マスコミにみる今年の大綱
12月10日、2012年度税制改正大綱が公表されました。消費税増税を控えて場当たり的とか、小粒な内容とか、政策理念がないとか、マスコミ評価は惨憺たる状況です。
自動車重量税の軽減が取り沙汰されていることの外は、目立つ形で取り上げられていません。
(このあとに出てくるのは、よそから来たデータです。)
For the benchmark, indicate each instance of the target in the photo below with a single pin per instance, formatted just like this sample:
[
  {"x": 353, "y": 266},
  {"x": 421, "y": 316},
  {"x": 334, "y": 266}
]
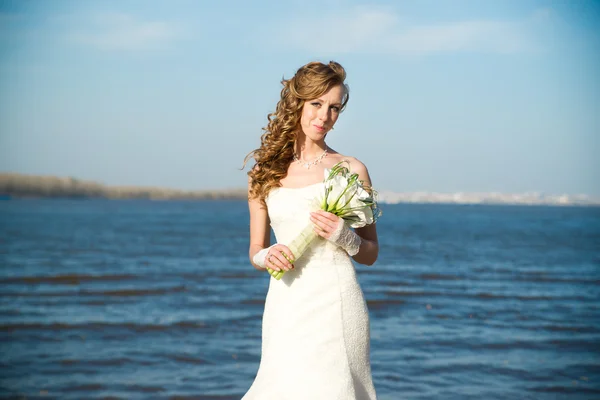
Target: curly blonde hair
[{"x": 276, "y": 150}]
むしろ、この税制改正案が、今年もまた、まともな国会通過を果たせないのではないかと心配になってしまいます。
大綱の拾い読み
税理士の目から注目される制度改正をピックアップしてみます。
① 給与所得控除の見直し
② 退職所得課税の見直し
③ 住宅取得資金贈与の非課税枠拡充
この①と②は昨年の改正予定で積み残しとなったものなので、2番煎じです。同じく積み残しの相続税増税・「納税者権利憲章」策定などは姿を消しています。③は今年のささやかな目玉です。
給与所得控除の見直し
イ 給与所得控除の上限設定
給与収入が1,500 万円を超える場合の給与所得控除額については、245 万円の上限が設けられます。
ロ 特定支出控除の見直し
〇弁護士、公認会計士、税理士などの士業資格の取得費が特定支出の範囲に追加され、図書費、衣服費及び交際費等の「勤務必要経費」も、特定支出の範囲に追加されます。
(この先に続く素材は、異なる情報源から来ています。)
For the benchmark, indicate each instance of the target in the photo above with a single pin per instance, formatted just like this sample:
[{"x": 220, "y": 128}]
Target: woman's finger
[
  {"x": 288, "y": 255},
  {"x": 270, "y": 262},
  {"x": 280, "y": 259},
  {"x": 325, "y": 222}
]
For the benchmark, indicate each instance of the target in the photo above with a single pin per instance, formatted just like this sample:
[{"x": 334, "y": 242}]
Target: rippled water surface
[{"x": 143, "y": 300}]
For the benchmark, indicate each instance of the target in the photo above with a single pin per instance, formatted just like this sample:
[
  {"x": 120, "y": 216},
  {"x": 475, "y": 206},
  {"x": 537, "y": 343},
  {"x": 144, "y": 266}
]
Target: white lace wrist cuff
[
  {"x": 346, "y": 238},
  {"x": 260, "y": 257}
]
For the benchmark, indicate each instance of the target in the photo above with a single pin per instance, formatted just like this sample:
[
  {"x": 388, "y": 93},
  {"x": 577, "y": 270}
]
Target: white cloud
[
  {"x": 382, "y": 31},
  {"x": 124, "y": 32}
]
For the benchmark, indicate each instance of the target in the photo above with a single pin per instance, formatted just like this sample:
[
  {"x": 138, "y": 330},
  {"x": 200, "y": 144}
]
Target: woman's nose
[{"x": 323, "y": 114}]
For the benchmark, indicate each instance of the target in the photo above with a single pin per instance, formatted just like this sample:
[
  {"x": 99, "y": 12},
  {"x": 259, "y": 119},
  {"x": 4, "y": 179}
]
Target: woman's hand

〇給与所得控除の2分の1の額も特定支出の範囲に追加されます。
退職所得課税の見直し
役員等としての勤続年数5年以下の者が受ける「役員退職手当等」については、2分の1課税の措置が廃止されます。
「役員等」には、通常の法人役員のほか、国会議員及び地方議会議員、国家公務員及び地方公務員が含まれます。
住宅取得資金贈与の非課税枠拡充
平成23年までの非課税贈与枠を、事後3年に亘り漸減しながら延長するとともに、優良住宅向け特別拡充枠が設けられました。
23年の1000万円枠は24年まで延長し、その後25年は700万円、26年は500万円と漸減します。ただし、省エネ・耐震住宅取得資金の場合は、24年1,500万円、25年1,200万円、26年1,000万円です。